When you are working with an architecture that includes Kubernetes clusters you might still find useful to use Cloud Run for certain applications, like a web frontend, API gateway and more. At the same time, you may find confusing how to integrate it seamlessly in your CI/CD workflow.
gcloud CLI can deploy Cloud Run service, but it doesn’t have all possible deployment options, and in this case you can’t store configurations in a repository like a pre-configured manifest, or use the same Config Map with environment variables for both Kubernetes and Cloud Run applications. Luckily, it’s possible to deploy Cloud Run applications in a similar way as Kubernetes and I’m going to show how to do it.
Creating Cloud Run service
Cloud Run uses knative and you can find there a description for a base manifest structure. At the same time, I wasn’t be able to find a complete manifest reference for Cloud Run. But it isn’t a problem, because we can easily get a manifest preset from a Cloud Run service created with Console (a web interface):
- Go to Cloud Run Console
- Click “Create Service”.
- Set your preferable settings.
- Click “Create”.
Or from Cloud Run service created by gcloud CLI:
gcloud run deploy
Exporting Cloud Run YAML manifest
Our Cloud Run application is deployed, now we need to obtain YAML manifest. An easy way to do it by using gcloud CLI:
gcloud run services describe <cloudrun-service-name> --format=export > cloudrun-preset.yaml
This is how your exported Cloud Run YAML may look like:
apiVersion: serving.knative.dev/v1
kind: Service
metadata:
annotations:
client.knative.dev/user-image: <region>-docker.pkg.dev/<project-name>/<container-name>@sha256:<hash>
run.googleapis.com/ingress: all
run.googleapis.com/ingress-status: all
labels:
cloud.googleapis.com/location: <region>
name: <app-name>
namespace: '<namespace>'
spec:
template:
metadata:
annotations:
autoscaling.knative.dev/maxScale: '3'
run.googleapis.com/client-name: cloud-console
run.googleapis.com/cpu-throttling: 'true'
run.googleapis.com/execution-environment: gen1
run.googleapis.com/startup-cpu-boost: 'true'
name: <app-name>-<revision-code>
spec:
containerConcurrency: 80
containers:
- env:
- name: LISTEN_ADDR
value: 0.0.0.0
- name: LISTEN_PORT
value: '80'
- name: DB_HOST
value: 198.51.100.1
- name: DB_PORT
value: '5432'
- name: DB_NAME
value: db_default
- name: DB_SECRET
value: default-user
image: <region>-docker.pkg.dev/<project-name>/<container-name>@sha256:<hash>
ports:
- containerPort: 80
name: http1
resources:
limits:
cpu: 1000m
memory: 512Mi
serviceAccountName: compute@developer.gserviceaccount.com
timeoutSeconds: 300
traffic:
- latestRevision: true
percent: 100
Now we can adjust the preset by changing or removing certain fields and values. Then, the manifest can be committed to a git repository or put to any other place where you store your Kubernetes YAML manifests.

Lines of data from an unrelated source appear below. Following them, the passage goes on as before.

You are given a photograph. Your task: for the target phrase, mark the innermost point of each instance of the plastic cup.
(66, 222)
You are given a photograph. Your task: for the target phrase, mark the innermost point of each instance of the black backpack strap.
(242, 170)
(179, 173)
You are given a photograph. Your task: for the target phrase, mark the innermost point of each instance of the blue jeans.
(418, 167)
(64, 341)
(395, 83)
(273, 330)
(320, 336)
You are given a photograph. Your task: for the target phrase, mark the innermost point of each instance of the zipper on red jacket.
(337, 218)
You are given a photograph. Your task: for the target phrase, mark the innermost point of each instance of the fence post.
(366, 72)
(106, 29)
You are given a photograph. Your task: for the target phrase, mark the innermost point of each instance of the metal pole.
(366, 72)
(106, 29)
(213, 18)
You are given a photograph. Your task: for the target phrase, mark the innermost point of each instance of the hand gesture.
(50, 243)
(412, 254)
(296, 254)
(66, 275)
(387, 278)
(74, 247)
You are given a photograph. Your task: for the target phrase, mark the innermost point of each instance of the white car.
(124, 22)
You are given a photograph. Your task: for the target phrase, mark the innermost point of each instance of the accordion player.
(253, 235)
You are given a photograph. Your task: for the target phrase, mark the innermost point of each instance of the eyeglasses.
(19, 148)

Deploying Cloud Run using YAML manifest
One of the ways to deploy Cloud Run instance from a manifest preset is by using yq and gcloud.
Let’s say we have configmap.yaml
with environment variables:
apiVersion: v1
kind: ConfigMap
metadata:
name: app-config
namespace: default
data:
LISTEN_ADDR: 0.0.0.0
LISTEN_PORT: '80'
DB_HOST: 198.51.100.1
DB_PORT: '5432'
DB_NAME: db_default
DB_SECRET: default-user
A new container that we want to deploy is ${_DOCKER_IMAGE_URL}
with a digest ${_DOCKER_IMAGE_DIGEST}
The Bash deployment code may look like:
yq e ".spec.template.spec.containers[0].env = $(yq e -o=j -I=0 '.data | \
to_entries | (.[] |= with_entries( (select(.key=="key") | .key) = "name" \
) )' configmap.yaml)" cloudrun-preset.yaml > deployment.yaml;
artifact="${_DOCKER_IMAGE_URL}${_DOCKER_IMAGE_DIGEST}";
artifact=$artifact yq e -i \
'.metadata.annotations."client.knative.dev/user-image"=strenv(artifact)' \
deployment.yaml;
artifact=$artifact yq e -i \
'.spec.template.spec.containers[0].image=strenv(artifact)' \
deployment.yaml;
gcloud run services replace deployment.yaml;
Optionally, after running this script you can check if the deployment was successful, then you can commit deployment.yaml
to the repository where successful deployments are stored.
Now you can deploy the same application to Kubernetes and Cloud Run seamlessly inside the single CI/CD workflow.